M. Ward should have been the commencement speaker at my college graduation instead of the blindingly sequined, paperback-writing, thriller novelist swami who dispensed the sole pearlescent aphorism of “Give ’em hell!” before talking mostly about shoes, and not even as a metaphor. She shall remain nameless, but her address to the most universally disrespected college (Liberal Arts) of a proudly engineering-dominated school (Cal Poly)
did little to swell us grads’ hopes for the future, nor predict a future beyond the vague ellipses of the day. Whereas Ward is the most successful Cal Poly graduate that none of the current students have ever heard of (as is standard in that beachside culture when your name isn’t Jack Johnson), and more taciturn (that’s an understatement), his grace conjured more eloquence than the swami on Saturday at Central Park Summerstage. And at least he didn’t talk about stilettos.

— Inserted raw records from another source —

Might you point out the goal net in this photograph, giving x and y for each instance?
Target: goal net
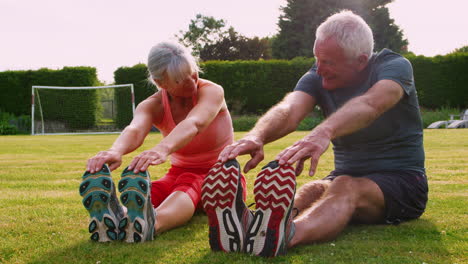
(81, 110)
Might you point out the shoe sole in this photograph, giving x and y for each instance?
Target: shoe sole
(220, 194)
(138, 225)
(96, 190)
(274, 191)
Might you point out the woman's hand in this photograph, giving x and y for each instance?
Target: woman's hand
(154, 156)
(111, 157)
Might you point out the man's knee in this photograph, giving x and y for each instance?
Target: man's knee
(363, 194)
(309, 193)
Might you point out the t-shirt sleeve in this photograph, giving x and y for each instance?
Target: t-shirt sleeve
(399, 70)
(309, 83)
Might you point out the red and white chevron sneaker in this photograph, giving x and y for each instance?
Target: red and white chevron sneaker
(228, 217)
(272, 225)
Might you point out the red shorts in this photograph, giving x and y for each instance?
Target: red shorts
(188, 180)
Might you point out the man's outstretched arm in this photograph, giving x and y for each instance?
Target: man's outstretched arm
(357, 113)
(279, 121)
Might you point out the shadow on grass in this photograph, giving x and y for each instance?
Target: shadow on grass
(413, 242)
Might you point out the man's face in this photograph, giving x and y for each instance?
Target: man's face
(335, 68)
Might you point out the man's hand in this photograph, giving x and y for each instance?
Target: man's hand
(154, 156)
(311, 146)
(113, 158)
(247, 145)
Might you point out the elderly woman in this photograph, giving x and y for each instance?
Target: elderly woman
(193, 117)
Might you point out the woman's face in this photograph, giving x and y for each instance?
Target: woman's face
(184, 88)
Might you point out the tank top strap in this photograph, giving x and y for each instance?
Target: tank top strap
(168, 120)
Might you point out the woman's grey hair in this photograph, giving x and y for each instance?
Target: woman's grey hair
(351, 32)
(172, 60)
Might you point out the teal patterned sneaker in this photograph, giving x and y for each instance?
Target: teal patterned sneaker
(138, 225)
(99, 198)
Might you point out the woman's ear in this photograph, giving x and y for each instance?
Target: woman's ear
(195, 76)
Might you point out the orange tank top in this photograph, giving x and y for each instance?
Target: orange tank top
(204, 149)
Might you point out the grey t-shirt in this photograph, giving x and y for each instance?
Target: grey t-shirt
(394, 141)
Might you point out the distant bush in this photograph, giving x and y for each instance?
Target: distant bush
(7, 129)
(430, 116)
(21, 124)
(15, 90)
(309, 123)
(244, 123)
(441, 81)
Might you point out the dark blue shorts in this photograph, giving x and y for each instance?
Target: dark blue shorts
(405, 192)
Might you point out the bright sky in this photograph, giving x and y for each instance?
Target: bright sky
(108, 34)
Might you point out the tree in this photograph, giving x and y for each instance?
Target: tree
(234, 46)
(462, 49)
(203, 30)
(300, 19)
(209, 40)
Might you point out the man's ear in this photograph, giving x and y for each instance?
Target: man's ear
(362, 61)
(195, 76)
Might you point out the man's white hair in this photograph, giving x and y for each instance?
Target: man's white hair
(172, 59)
(350, 31)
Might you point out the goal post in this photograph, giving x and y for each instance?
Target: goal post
(80, 110)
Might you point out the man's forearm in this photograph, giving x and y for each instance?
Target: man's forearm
(273, 125)
(354, 115)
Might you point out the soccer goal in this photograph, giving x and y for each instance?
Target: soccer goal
(81, 110)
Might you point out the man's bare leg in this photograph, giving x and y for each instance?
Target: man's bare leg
(176, 210)
(345, 199)
(310, 193)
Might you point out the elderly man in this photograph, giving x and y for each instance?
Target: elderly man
(374, 123)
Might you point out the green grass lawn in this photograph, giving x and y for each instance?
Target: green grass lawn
(42, 219)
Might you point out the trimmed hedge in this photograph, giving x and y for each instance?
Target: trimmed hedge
(138, 75)
(441, 81)
(266, 81)
(252, 87)
(80, 107)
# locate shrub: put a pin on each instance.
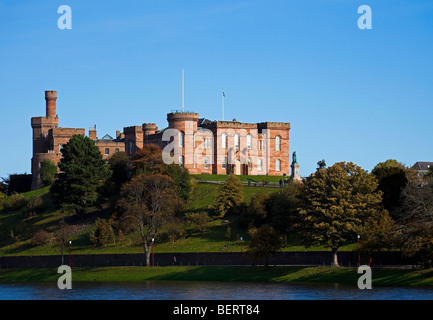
(199, 220)
(48, 172)
(34, 206)
(16, 201)
(102, 233)
(40, 238)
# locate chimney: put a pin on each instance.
(92, 133)
(50, 98)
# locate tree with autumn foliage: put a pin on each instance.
(148, 202)
(335, 203)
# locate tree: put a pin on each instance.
(119, 165)
(335, 202)
(148, 160)
(321, 164)
(264, 242)
(83, 172)
(230, 195)
(182, 180)
(148, 203)
(199, 220)
(392, 178)
(379, 234)
(283, 206)
(102, 233)
(48, 172)
(415, 220)
(254, 215)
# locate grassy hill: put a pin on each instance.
(213, 239)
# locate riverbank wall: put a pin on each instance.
(300, 258)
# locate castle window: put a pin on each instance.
(278, 143)
(236, 141)
(249, 142)
(182, 139)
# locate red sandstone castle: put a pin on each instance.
(200, 145)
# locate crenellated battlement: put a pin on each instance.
(132, 129)
(67, 131)
(182, 116)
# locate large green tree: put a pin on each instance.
(230, 195)
(415, 220)
(264, 242)
(48, 172)
(391, 176)
(83, 172)
(335, 202)
(148, 203)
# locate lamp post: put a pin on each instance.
(153, 252)
(242, 255)
(359, 255)
(70, 256)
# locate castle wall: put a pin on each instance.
(257, 143)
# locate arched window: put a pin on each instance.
(277, 143)
(182, 139)
(236, 141)
(224, 141)
(249, 142)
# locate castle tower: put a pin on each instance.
(41, 126)
(186, 124)
(50, 99)
(295, 169)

Ward, of numerous solo albums and She & Him with Zooey Deschanel, was rumored to hate the school and escaped to Portland in reactionary disgust. But his newer trails suit him; on Saturday evening, he grinned while greeting Central Park Summerstage, the final stop of his recent tour (in support of this year’s folk sundry Hold Time). The hoarse singer-songwriter seemed pleased by the recent experience– “I can’t think of a better place to end this tour than Central Park” he said with a rare laugh, pointing to the beautiful Rumsey Playfield surroundings. Whereas workaholics Mike Watt & Nels Cline had jammed indiscriminately before, perhaps trying to taunt soggy, adjacent All Points West with a real Summer of Love redux, Ward exuded a quiet, content momentum, opening with the funereal pensiveness of “Sad Sad Song” and rolling into his version of an Americana party, drawing heavily from the seeping uptempo catchiness of Hold Time and 2006’s Post-War.

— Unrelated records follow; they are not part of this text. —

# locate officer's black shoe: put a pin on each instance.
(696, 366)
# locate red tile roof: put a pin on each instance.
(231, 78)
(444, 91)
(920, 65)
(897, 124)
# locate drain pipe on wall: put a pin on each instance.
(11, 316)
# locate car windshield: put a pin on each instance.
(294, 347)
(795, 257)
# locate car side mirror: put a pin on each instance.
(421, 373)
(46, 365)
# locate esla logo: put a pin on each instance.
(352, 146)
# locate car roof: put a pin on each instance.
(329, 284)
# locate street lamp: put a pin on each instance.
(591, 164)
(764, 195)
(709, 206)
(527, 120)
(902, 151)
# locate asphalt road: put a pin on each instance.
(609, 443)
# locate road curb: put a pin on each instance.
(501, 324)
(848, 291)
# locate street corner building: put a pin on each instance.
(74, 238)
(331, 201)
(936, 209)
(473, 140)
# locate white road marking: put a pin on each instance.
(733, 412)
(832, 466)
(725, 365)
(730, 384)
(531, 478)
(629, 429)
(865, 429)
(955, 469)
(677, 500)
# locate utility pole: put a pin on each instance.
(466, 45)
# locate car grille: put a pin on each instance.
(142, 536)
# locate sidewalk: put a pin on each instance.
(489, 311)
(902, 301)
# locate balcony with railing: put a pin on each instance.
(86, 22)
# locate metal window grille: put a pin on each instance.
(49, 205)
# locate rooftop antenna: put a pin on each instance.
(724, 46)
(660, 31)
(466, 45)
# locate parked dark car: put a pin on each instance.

The picnicking crowd was boisterous but polite–no airborne anything, unlike the end-of-days pool party scenes at Williamsburg Waterfront. Ward seemed happy, at least, twitching into smiles with a readiness he hasn’t before exhibited. Maybe the fresh air did him good; maybe the merriment stemmed from another concluding chapter. It made sense, anyway, his example of learning from the present.